After years of rapid growth, Under Armour has no plans this year to jump into new businesses or look for new U.S. retail partners to sell its products. Instead, this is a year to step back and reset.

That message, delivered Thursday by Under Armour CEO Kevin Plank, came as the Baltimore-based brand announced its first quarterly loss since it became a public company in 2005.

The loss was smaller than expeceted, sparking a rally that sent Under Armour’s stock up nearly 10 percent to $19.82 a share, but reflects significant challenges to its maturing business. Sales growth has slowed amid the closures of key retailers and tepid demand for its athletic wear.

Plank reassured investors during a conference call that the company is addressing the abrupt slowdown, focusing on better management and improving product offerings, including more fashionable, yet functional, clothing that can be worn outside the gym or off the field.

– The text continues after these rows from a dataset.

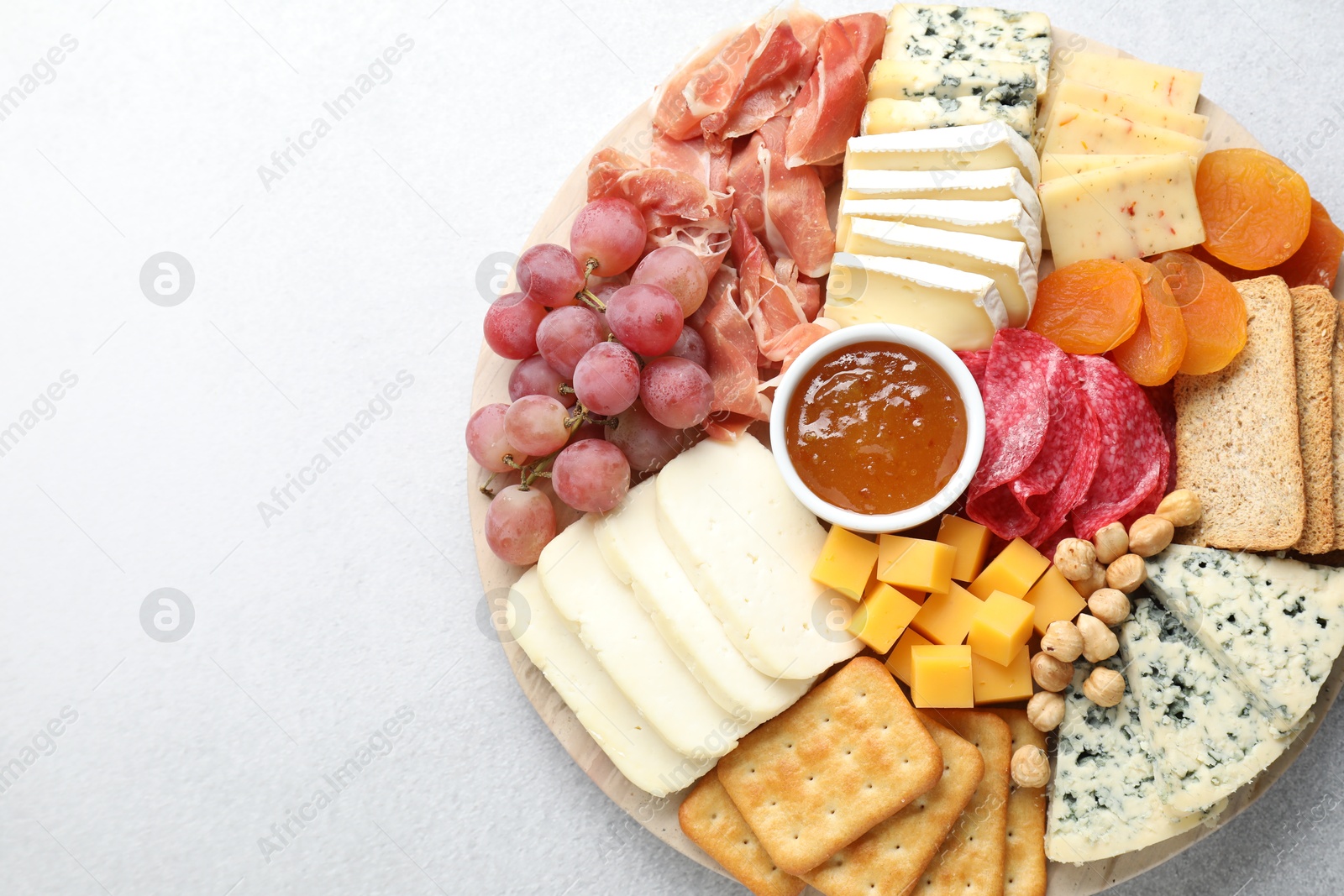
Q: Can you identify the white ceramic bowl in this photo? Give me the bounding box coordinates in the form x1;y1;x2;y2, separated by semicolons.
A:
770;324;985;532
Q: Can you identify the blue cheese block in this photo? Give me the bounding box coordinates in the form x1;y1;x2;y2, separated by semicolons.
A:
1046;657;1227;864
1147;544;1344;732
1120;598;1293;815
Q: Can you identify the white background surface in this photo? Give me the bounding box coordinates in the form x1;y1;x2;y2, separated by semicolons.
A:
0;0;1344;896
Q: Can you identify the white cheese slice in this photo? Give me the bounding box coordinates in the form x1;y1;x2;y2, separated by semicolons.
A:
1046;657;1227;864
840;168;1040;222
508;567;699;797
654;434;863;679
844;121;1040;186
822;253;1008;352
1147;544;1344;732
1120;598;1293;815
845;217;1037;327
1040;155;1205;267
536;515;744;759
593;479;811;724
836;199;1042;264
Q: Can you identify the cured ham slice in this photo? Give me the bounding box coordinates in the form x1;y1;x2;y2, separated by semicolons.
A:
785;12;885;168
587;148;732;277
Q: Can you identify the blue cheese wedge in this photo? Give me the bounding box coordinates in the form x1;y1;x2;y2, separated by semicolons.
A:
1046;657;1226;864
1120;598;1293;815
1147;544;1344;732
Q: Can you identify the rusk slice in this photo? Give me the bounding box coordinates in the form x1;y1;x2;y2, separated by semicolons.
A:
1176;277;1306;551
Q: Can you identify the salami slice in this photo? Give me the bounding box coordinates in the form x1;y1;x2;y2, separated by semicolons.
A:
1070;354;1171;538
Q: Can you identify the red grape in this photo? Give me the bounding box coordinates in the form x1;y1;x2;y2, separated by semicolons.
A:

“I’m really giving my team the ability to just relax and just focus on what we have right now and becoming excellent in every category,” Plank said during a conference call. “As far as our brand goes... I truthfully wouldn’t change positions with anyone else in the world, with any other brand. Our brand demonstrates that we can take punches, and I believe that our brand also demonstrates that it can throw them too.”

While sluggish for Under Armour historically, sales continued to grow, up 7 percent to $1.1 billion. Plank noted that means more people are buying Under Armour products this year than last.

To keep them coming back, the brand plans new products in its footwear and lifestyle categories, including a retooled Stephen Curry signature basketball shoe, a new lifestyle collection called Unstoppable, and a women’s lifestyle collection inspired by endorser and ballet dancer Misty Copeland.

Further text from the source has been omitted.